Supply chain disruptions have been the norm ever since the COVID-19 pandemic spread across the world in 2020. Now that COVID has evolved into an endemic disease, black swan events like the Russia-Ukraine conflict, weather woes like Hurricane Ian, and more ensure that supply chains do not recover. As 2022 comes to a close, supply chain stakeholders might still expect disruptions to persist in 2023, according to experts.

A new CNBC survey found that more than half of logistics managers at major companies and trade groups say they do not expect the supply chain to return to normal until 2024 or after. 61% of respondents surveyed said their current supply chain is not operating normally, compared with 32% that said it is. When questioned when they see a return to normalcy, 22% were unsure, 19% said 2023, and 30% said 2024. Another 29% said in or after 2025, or never. When asked if they believed the Biden administration understood the challenges the supply chain was facing, 59% of respondents said it did not.

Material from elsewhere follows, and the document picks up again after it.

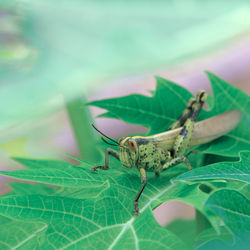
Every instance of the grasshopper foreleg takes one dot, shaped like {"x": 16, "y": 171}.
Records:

The dour outlook comes after almost three years of global supply chain problems, which began with the shutdown of Wuhan, China, where the COVID-19 outbreak began. Survey respondents said they are still placing orders six months in advance to ensure their arrival. 

The survey questioned 341 logistic managers the week of Dec. 12-19, 2022 at companies that are members of the National Retail Federation, the American Apparel and Footwear Association, the Council Of Supply Chain Management Professionals, the Pacific Coast Council, the Agriculture Transportation Coalition, and the Coalition Of New England Companies For Trade.

Key Takeaways

Now that the threat of COVID has been contained with vaccinations, supply chains still have to bounce back from the pressure they were under for the last couple of years. Adding fuel to the fire is the threat of possible inflation and increasing diesel prices. Chronic port congestion, and delays in shipping freight, which have only just abated, ensure that logistics players prioritize mitigating risk.

Both logistics managers and government officials have said data sharing would expedite the movement of freight, helping reduce costs and creating savings that could be passed onto the consumer. The Biden administration even rolled out a pilot supply chain data sharing program called Freight Logistics Optimization Works, or FLOW to address this need. It remains to be seen if this initiative helps logistics players in the long run. Meanwhile, all stakeholders will need to be ready to face supply chain disruptions come 2023.